The book delivers on that promise, pairing theoretical criticism with more practical notions of womanhood. Molara charts an expansive terrain, pairing the intellectual and political traditions of the African continent with those of the diaspora Black world. Among other subjects, she highlights the role of women in famous literatures, considers the responsibilities of a female writer, dissects the relationship between women and religion, and ends the collection with a nod to the political, on “African Women and the Myth of Democracy.”

 

‘BLESS THE DAUGHTER RAISED BY A VOICE IN HER HEAD’ BY WARSAN SHIRE 

In 2011, the Somali-born poet Warsan Shire shook the world of poetry. Her chapbook ‘Teaching My Mother How To Give Birth’ was representative of a new generation of African poets who were writing the private tensions of their heart with the encompassing allure of communal allure. Shire would explore migration through the specific lens of being female, and prior to the mid 2010s, had assumed a respected position within literary circles. She also wrote and voiced the empowering poetry you’d hear on Beyonce’s ‘Lemonade’, an album heavy in its ethos of feminism. 
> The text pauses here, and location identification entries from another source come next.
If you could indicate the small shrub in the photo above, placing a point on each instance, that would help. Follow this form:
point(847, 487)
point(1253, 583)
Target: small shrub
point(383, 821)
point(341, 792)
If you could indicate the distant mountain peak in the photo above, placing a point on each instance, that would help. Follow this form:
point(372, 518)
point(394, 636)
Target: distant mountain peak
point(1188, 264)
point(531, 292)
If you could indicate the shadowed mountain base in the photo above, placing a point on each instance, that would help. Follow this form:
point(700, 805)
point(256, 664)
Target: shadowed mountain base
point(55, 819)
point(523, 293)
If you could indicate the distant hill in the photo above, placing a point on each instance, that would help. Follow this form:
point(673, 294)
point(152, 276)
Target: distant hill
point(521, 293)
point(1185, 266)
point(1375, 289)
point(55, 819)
Making her full-length debut, ‘Bless The Daughter Raised By A Voice in Her Head’ continues in the feminine-focused direction of Warsan’s early works. Her style broadens out to incorporate external voices, pulling from stories of women across the different societies she’s so far called home. She’s especially considerate of generational qualities, charting the similarities and differences between the lives of mothers and daughters. “Mama,” she writes in the title poem, “I made it out of your home, alive, raised by the voices in my head”.

‘OGADINMA, OR EVERYTHING WILL BE ALRIGHT’ BY UKAMAKA OLISAKWE 

Set in the eighties, ‘Ogadinma’ has been hailed as a prospective feminist classic. The titular character faces hard circumstances in the book’s early parts, with a rape culminating into a pregnancy no one wanted. Forced to relocate to Lagos from her family home in Kano, she refuses to marry an older man, thus marking the start of her independence. A vivid, sometimes brutal evocation of patriarchal societies and the need for feminine autonomy, the book takes from the narrative ideology of classic African feminist writers such as Flora Nwapa and Buchi Emecheta. 
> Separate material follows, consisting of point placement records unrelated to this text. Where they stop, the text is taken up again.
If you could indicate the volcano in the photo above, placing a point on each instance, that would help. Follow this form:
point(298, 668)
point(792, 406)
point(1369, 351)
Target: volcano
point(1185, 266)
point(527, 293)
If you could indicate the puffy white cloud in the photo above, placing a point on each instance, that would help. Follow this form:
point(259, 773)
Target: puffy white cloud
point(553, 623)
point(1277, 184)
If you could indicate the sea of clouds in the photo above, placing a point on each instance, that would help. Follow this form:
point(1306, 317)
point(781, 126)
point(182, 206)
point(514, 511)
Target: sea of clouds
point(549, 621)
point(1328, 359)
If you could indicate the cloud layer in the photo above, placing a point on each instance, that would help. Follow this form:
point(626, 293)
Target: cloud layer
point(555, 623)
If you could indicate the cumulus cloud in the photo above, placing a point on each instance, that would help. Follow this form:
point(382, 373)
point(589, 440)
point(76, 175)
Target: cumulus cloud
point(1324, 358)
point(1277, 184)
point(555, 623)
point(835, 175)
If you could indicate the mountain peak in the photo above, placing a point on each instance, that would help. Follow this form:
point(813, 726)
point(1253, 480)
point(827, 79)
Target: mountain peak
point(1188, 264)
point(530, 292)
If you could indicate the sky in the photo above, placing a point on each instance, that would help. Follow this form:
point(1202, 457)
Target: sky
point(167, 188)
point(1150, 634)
Ukamaka Olisakwe belongs to a generation of women writers such as Chinelo Okparanta and Sefi Atta who’ve utilised fictional material to explore femininity and its supposed limits. A graduate of the University of Iowa’s acclaimed International Writing Program, she has orchestrated important projects within academia and the broader literary landscape. The magazine which she founded—Isele—is a tribute to her late grandmother who was nicknamed ‘Isele Nwanyi,’ a dancer and performance poet. After seeking submissions that “subvert the tropes and narratives associated with and definitive of womanhood”, the magazine published The Woman Issue in 2021. 
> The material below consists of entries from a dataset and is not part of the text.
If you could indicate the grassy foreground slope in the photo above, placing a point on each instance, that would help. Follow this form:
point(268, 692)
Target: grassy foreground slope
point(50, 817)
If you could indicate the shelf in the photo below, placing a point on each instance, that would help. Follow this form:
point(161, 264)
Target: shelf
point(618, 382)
‘A QUESTION OF POWER’ BY BESSIE HEAD 

Although Bessie Head was born in South Africa, she is widely recognised as Botswana’s greatest writer. This is because she moved to the country during her formative years as an intellectual, evolving past the poor conditions that had surrounded her birth. Like many writers, Bessie tends to wean the details of autobiographical life into her fiction, emboldening her work with social realities. 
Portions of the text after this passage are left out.